Nine days later, the people who needed this aid from the government are still wondering when and where it will be provided to them.

“I run a pushcart. For the last nine days, I have been sitting idle at home. When I go to the union council (UC) office to ask about rations, they tell me to go to Larkana because of the permanent address on my ID card,” narrated Irshad Ali, who lives at Lyari’s Niazi Chowk.

Though the officials tell him to go back to Larkana, there is no train or bus service to take him to his native village. “I live here with five kids. Who will answer when my family sleeps on empty stomachs?” he asked.

Karachi doesn’t forget its minorities

Ali is not alone in this dilemma – even those with permanent residence in the metropolis face the same situation.

Azhar Baloch, from Lyari UC, was initially told to approach the UC nazim for registration, but the officials kept telling him to be patient and wait for the proper time. “I don’t know when the proper time will arrive. Will they provide rations to the needy when the lockdown is over?”

According to government data, there are around 10 million people – or 1.4 million families – of daily-wage workers in the province. Of this, 25 percent are associated with the construction industry and 35 percent with the textile and ancillary industry. These are covered under the Employees’ Old-Age Benefits Institution (EOBI).

The remaining 40 percent of workers, though, work in small and medium enterprises, cottage industries, roadside shops and the transport industry. They are not registered with any organisations like EOBI or the Sindh Employees Social Security Institution.

Devising mechanisms

Earlier, the Sindh government released Rs20 million to each deputy commissioner in Sindh, telling them to work with UC nazims and other local elected representatives to list down the needy people in their areas and provide them with rations.

However, this process was suddenly halted on Sunday. The DCs in 29 districts of Sindh were asked to temporarily suspend this exercise. Instead, they were told, the government was going to launch a mobile application to register needy people, while funds would be distributed through local NGOs.

“Sindh has now established a Sindh Relief Initiative Application with a URL address. Under this, social welfare organisations interested in working with the government will have to get themselves registered to distribute rations to daily-wage workers at their doorsteps,” the CM’s spokesperson said in a statement on Sunday.

According to the latest decision, the daily-wage workers, too, will have to get themselves registered through a mobile application before they can get the rations. Government officials claimed that the app would ensure uniformity in disbursement by registering CNICs, so that no duplication could occur.

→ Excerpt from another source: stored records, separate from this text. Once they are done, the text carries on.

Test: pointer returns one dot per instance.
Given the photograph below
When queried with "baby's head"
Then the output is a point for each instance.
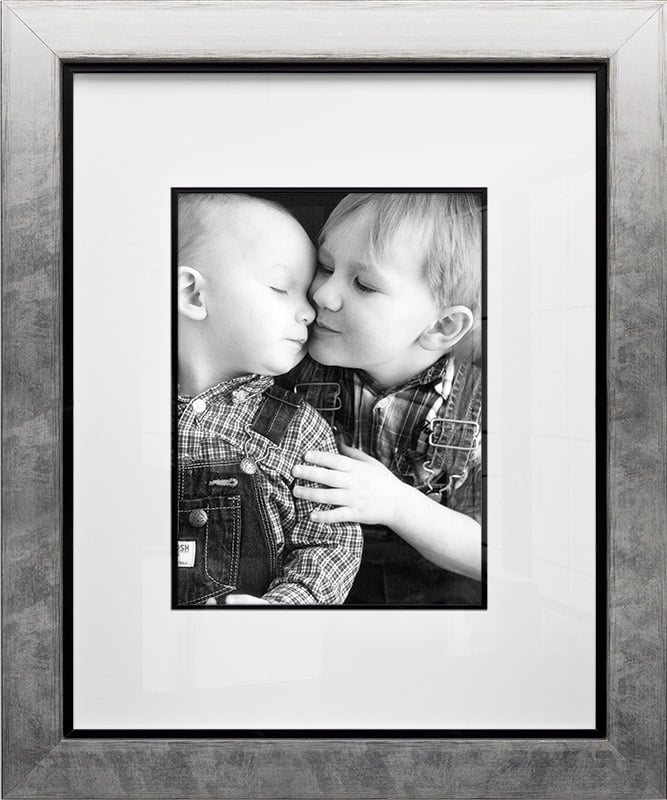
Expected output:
(245, 265)
(398, 282)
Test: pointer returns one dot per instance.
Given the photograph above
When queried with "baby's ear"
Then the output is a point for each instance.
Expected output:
(448, 329)
(191, 301)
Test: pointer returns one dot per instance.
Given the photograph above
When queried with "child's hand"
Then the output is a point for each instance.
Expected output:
(362, 488)
(244, 600)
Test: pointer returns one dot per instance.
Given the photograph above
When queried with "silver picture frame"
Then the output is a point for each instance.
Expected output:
(38, 38)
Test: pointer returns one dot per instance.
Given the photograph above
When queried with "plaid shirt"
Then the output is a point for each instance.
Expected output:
(394, 425)
(319, 561)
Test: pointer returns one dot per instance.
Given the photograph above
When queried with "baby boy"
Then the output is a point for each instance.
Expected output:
(245, 266)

“The government has principally decided to register people online and give them funds through Jazz Cash Transfer,” said Sindh Energy Minister Imtiaz Ahmed Shaikh, adding that this decision had been made to discourage people from crowding in one place to obtain funds or food. He said that one person from each family would be entitled to receive the government’s help.

In a letter to the federal Interior Ministry and the Finance Division, the Sindh Home Department had also explained this scheme, adding that the provincial government planned to use the assistance of the National Database and Registration Authority, Federal Board of Revenue, Federal Investigation Agency and State Bank of Pakistan to help disburse cash to those who truly needed it.

A ‘joke’

Opposition parties, though, called the government’s initiative a joke with the people.

“The government should know how many of the poor own mobile phones or know how to register themselves online,” pointed out Pakistan Tehreek-e-Insaf’s Haleem Adil Shaikh, addressing a press conference.

He added that 10 days of the lockdown had passed already. “When will the government finish its process? This is nothing but a drama to play with the lives of poor people,” he insisted.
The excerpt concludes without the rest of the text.